I wasn't going to write about this, because of the sensitive nature of the subject matter. But then I remember this is just a blog, and I don't have any standards of decency. What I'm talking about is the brilliant plan by rocker/environmentalist/person who knows better than you how to live your life Sheryl Crow to limit people to one toilet paper square per use:Now, I don't want to rob any law-abiding American of his or her God-given rights, but I think we are an industrious enough people that we can make it work with only one square per restroom visit, except, of course, on those pesky occasions where 2 to 3 could be required.
Pesky occasions where 2 to 3 could be required? I don't know what a millionaire like Crow eats, but those "pesky occasions" usually require more than 2 to 3. She apparently hasn't sampled the new Taco Bell 7 Layer Crunchwrap. Maybe if her 3 square limit were to be passed, astute lawmakers could write in exceptions for establishments like Taco Bell.
But, let's not get ahead of ourselves here. I'm not supporting her on this one. I'm with the environmentalists on most things: I ride a bike to work, I try to recycle, I steal moist towelettes from restaurants instead of buying napkins. But this is going too far. Didn't we win the Cold War so we wouldn't be waiting in long lines to get toilet paper? Isn't the whole point of modern technology to make the bathroom experience better? The reason I put up with the pollution and the high gun deaths of this country is so that I'm not in rural Haiti looking for the softest leaf that won't cause irritation.

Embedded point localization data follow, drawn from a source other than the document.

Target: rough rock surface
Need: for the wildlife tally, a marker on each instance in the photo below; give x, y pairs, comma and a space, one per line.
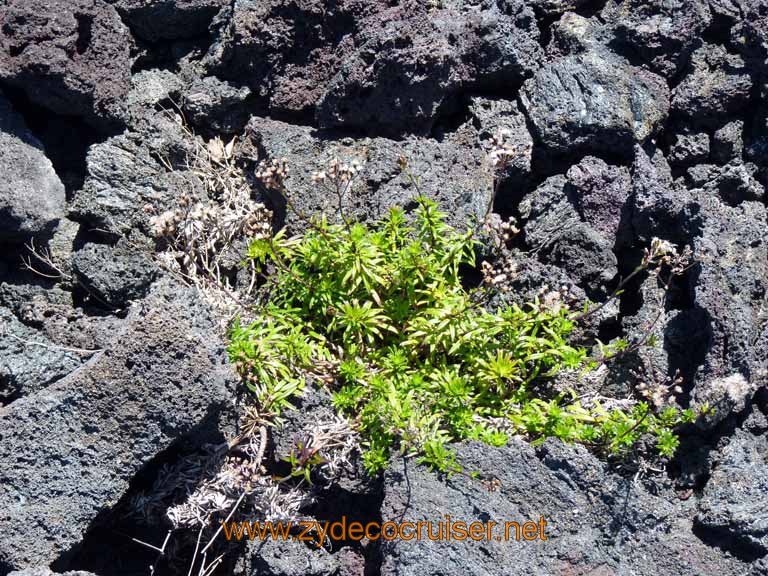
28, 360
162, 378
31, 194
597, 522
662, 33
576, 220
71, 56
717, 84
453, 172
733, 498
47, 572
366, 65
593, 127
116, 274
594, 101
127, 179
168, 19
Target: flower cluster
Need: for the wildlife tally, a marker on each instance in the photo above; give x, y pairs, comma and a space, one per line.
663, 252
503, 151
661, 393
337, 172
273, 173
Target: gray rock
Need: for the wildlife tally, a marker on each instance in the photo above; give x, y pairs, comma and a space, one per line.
736, 495
494, 118
115, 275
216, 105
461, 45
734, 183
31, 194
728, 142
52, 311
600, 193
574, 34
660, 208
730, 284
689, 148
28, 360
168, 19
550, 8
70, 56
151, 87
594, 101
718, 84
596, 521
453, 172
128, 181
92, 431
661, 32
323, 68
578, 219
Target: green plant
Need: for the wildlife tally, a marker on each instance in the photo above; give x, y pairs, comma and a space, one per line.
415, 358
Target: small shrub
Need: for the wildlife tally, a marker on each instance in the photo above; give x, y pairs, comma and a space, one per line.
415, 358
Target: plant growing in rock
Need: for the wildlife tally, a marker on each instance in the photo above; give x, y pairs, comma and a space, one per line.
380, 314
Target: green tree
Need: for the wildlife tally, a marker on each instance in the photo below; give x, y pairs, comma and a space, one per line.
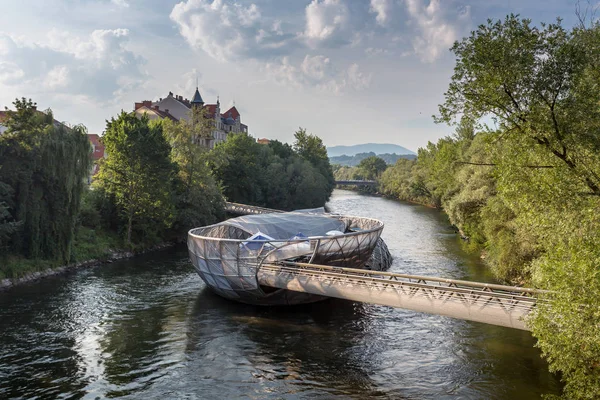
272, 176
199, 199
537, 83
43, 166
311, 148
138, 175
372, 167
541, 87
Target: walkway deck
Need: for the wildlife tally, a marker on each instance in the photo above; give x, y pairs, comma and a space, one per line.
482, 302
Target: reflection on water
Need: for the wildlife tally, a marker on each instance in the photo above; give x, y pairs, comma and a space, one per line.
147, 328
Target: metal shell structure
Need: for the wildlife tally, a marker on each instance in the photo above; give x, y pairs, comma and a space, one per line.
228, 260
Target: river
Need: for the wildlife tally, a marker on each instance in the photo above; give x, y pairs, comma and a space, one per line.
147, 328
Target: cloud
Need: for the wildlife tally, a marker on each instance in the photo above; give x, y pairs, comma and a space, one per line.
436, 29
327, 23
319, 72
99, 67
382, 8
231, 31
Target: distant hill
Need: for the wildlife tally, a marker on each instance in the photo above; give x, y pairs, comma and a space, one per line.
377, 148
352, 161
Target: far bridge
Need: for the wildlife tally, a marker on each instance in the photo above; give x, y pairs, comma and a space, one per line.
356, 183
489, 303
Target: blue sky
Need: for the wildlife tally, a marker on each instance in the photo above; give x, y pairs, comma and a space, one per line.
350, 71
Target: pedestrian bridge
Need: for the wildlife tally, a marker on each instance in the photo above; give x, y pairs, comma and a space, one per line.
482, 302
356, 183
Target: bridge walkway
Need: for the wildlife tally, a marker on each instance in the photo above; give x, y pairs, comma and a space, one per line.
482, 302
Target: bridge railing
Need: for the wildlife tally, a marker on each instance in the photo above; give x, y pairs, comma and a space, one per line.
488, 303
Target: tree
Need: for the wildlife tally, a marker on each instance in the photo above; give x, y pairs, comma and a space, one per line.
272, 176
540, 83
311, 148
43, 166
372, 167
541, 87
138, 174
199, 201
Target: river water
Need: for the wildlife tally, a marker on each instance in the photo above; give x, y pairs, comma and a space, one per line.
147, 328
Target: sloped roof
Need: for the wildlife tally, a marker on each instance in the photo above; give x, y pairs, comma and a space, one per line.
233, 111
212, 108
197, 99
155, 110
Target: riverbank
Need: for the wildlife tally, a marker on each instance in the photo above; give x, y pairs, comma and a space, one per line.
91, 248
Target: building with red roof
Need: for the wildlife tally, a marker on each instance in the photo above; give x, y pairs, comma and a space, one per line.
176, 108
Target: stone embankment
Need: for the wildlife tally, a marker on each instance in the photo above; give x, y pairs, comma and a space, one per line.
111, 256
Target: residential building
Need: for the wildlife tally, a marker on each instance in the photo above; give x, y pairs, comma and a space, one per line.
97, 153
176, 107
3, 117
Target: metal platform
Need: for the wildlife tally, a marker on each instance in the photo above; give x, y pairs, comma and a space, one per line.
488, 303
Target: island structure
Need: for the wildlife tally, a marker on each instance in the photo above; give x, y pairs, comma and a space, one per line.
228, 256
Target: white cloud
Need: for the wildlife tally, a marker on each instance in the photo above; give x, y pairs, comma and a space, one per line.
327, 22
57, 77
382, 8
435, 32
99, 67
318, 72
230, 30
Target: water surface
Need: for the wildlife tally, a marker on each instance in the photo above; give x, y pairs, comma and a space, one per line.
147, 328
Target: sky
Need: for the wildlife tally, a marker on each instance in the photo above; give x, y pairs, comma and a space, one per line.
349, 71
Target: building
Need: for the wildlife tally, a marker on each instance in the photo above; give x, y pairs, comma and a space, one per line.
3, 117
97, 153
175, 107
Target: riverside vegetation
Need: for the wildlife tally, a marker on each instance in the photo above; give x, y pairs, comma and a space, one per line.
155, 184
526, 192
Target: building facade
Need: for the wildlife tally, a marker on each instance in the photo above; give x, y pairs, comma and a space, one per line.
177, 108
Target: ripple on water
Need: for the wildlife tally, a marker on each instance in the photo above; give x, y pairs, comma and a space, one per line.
147, 328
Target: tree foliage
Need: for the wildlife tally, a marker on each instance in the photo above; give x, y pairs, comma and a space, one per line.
138, 175
311, 148
43, 166
275, 175
536, 210
198, 198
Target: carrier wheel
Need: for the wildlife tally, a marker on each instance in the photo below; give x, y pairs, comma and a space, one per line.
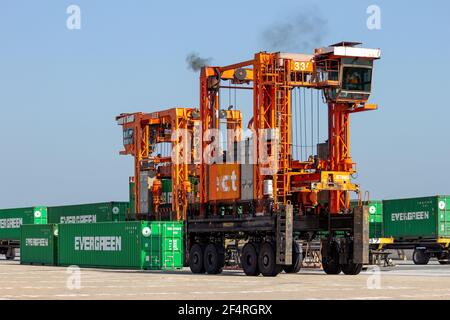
297, 258
249, 260
330, 262
420, 257
267, 261
443, 258
351, 268
196, 259
213, 258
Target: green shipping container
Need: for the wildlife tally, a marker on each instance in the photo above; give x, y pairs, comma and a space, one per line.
375, 217
129, 245
426, 218
89, 213
38, 244
166, 245
12, 219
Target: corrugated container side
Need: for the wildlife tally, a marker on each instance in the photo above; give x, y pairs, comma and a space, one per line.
12, 219
38, 244
166, 245
443, 207
411, 218
111, 245
88, 213
375, 217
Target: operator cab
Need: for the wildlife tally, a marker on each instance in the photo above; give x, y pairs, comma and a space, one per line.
348, 69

In fact, I think, if anything, we should be more wasteful in the bathroom. How about toilets that use 10 gallons of water per flush? How about bidets they shoot Purell? Because sanitary excretion and proper clean-up is what separates us from the animals. Because if I had to wake around with a dirty nether region, I would know that I'm not any better than the monkeys I see delightedly throwing feces at each other in the zoo. And then who are we going to test our cosmetics on? You try putting mascara on a rat.